Domestic labor affects the lives of millions of people around the world and may account for 10% of the workforce in certain countries. Domestic workers’ working conditions are far removed from international norms: low or inexistent salaries, excessively long hours, and lack of social welfare and rest periods.
These workers are victims of sexual, physical and psychological abuse. At times deprived of food and water or imprisoned, they are victimized by their employers. However, given their often precarious situations (such as debts or isolation), they choose to remain in this condition of semi-slavery.
While adults are affected by this phenomenon, children make up the majority of domestic workers. In fact, their young age only exacerbates the risk factors. Isolation in particular reveals the vulnerability of children, who, without a support system of family or friends, become almost entirely dependent on their employers. In 1989, the International Labour Organization declared that “young people working as domestic servants are probably the most vulnerable and exploited children of all.”

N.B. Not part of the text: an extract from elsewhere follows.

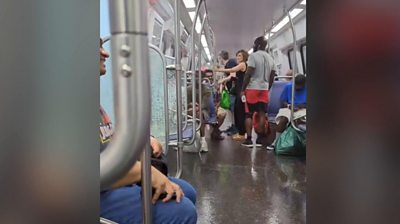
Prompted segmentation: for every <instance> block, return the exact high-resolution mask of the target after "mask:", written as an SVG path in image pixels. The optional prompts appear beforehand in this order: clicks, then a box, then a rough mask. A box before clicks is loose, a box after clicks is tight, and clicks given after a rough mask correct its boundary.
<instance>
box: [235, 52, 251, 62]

In its 12 June 2013 report (Ending child labour in domestic work), the ILO estimated the total number of child domestic workers (those under 18 years of age) at 15.5 million, more than half of whom were between the ages of 5 and 14. There is often a blurred and fluctuating line between learning life-skills through domestic chores in a family setting and exploitation of child labor, which is why it is so challenging to effectively combat child labor.
The ILO emphasizes that children of migrant origin face the greatest danger. They are at risk of having their identification papers stolen, and they often arrive in their host countries alone. These factors only increase the likelihood that their domestic work will turn into slavery.